Since we’ve been told the ball’s
mass 𝑚, that means if we can solve for 𝑣 sub 𝑥 and 𝑣 sub 𝑦, we’ll be able to
solve for momentum 𝑝. Starting with 𝑣 sub 𝑥, when we
look at our diagram, we see that we can represent the speed of the ball in the
𝑥-direction in terms of 𝑣 sub 𝑖 and 𝜃. 𝑣 sub 𝑥 which, recall, is the
ball’s 𝑥-velocity component at time 𝑡 equals 0.36 seconds is equal to the ball’s
initial launch speed 𝑣 sub 𝑖 times the cosine of the angle 𝜃.
Plugging in for these values, when
we calculate 𝑣 sub 𝑥, we find it’s approximately 13.79 meters per second. This is the ball’s speed in the
𝑥-direction and is constant throughout the ball’s flight. Now that we know 𝑣 sub 𝑥, we move
on to solving for 𝑣 sub 𝑦, the ball’s vertical speed component at time 𝑡 equal
0.36 seconds.
Unlike the ball’s 𝑥-component
speed, its 𝑦-component speed is not constant in time, but constantly changes under
the influence of gravity. As a projectile, the ball’s motion
can be described by the kinematic equations. In particular, we recall the
relationship final speed is equal to initial speed plus acceleration times time.
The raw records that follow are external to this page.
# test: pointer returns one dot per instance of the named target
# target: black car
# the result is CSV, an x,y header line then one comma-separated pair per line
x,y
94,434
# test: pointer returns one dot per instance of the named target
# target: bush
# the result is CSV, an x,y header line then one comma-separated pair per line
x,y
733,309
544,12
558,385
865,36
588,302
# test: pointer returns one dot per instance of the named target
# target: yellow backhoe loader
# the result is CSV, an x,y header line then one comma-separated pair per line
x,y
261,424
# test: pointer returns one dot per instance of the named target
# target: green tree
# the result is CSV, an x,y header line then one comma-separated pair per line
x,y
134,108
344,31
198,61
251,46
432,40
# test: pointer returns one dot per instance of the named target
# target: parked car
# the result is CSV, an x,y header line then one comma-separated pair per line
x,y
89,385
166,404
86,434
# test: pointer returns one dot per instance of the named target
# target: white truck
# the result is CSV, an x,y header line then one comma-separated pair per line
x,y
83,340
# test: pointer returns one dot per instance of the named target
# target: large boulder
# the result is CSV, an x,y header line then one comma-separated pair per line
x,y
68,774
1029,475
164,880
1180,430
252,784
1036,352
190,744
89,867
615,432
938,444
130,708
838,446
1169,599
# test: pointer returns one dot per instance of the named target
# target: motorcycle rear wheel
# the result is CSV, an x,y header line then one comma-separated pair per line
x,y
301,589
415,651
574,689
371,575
When we write this equation in
terms of our variables, we can write that 𝑣 sub 𝑦 is equal to the initial speed of
the ball in the 𝑦-direction minus the acceleration due to gravity 𝑔 times Δ𝑡.
We’ll treat gravitational
acceleration 𝑔 as exactly 9.8 meters per second squared. Looking again at our diagram, we
see that we can write the expression for 𝑣 sub 𝑦𝑖, the initial speed of the ball
in the vertical direction, as the product of 𝑣 sub 𝑖, the ball’s initial speed,
times the sin of the angle 𝜃. Since we’re given 𝑣 sub 𝑖, 𝜃,
and Δ𝑡, and 𝑔 is a constant, we’re ready to plug in and solve for 𝑣 sub 𝑦.
When we do and enter this
expression on our calculator, we find that the 𝑣 sub 𝑦 is approximately 8.042
meters per second. Now that we know 𝑣 sub 𝑥 and 𝑣
sub 𝑦, we’re ready to plug in and solve for momentum 𝑝. When we do plug in, we’re careful
to convert our mass into units of kilograms. And we find that 𝑝 is equal to 2.4
kilograms meters per second. That’s the overall momentum of this
ball 0.36 seconds after its been launched.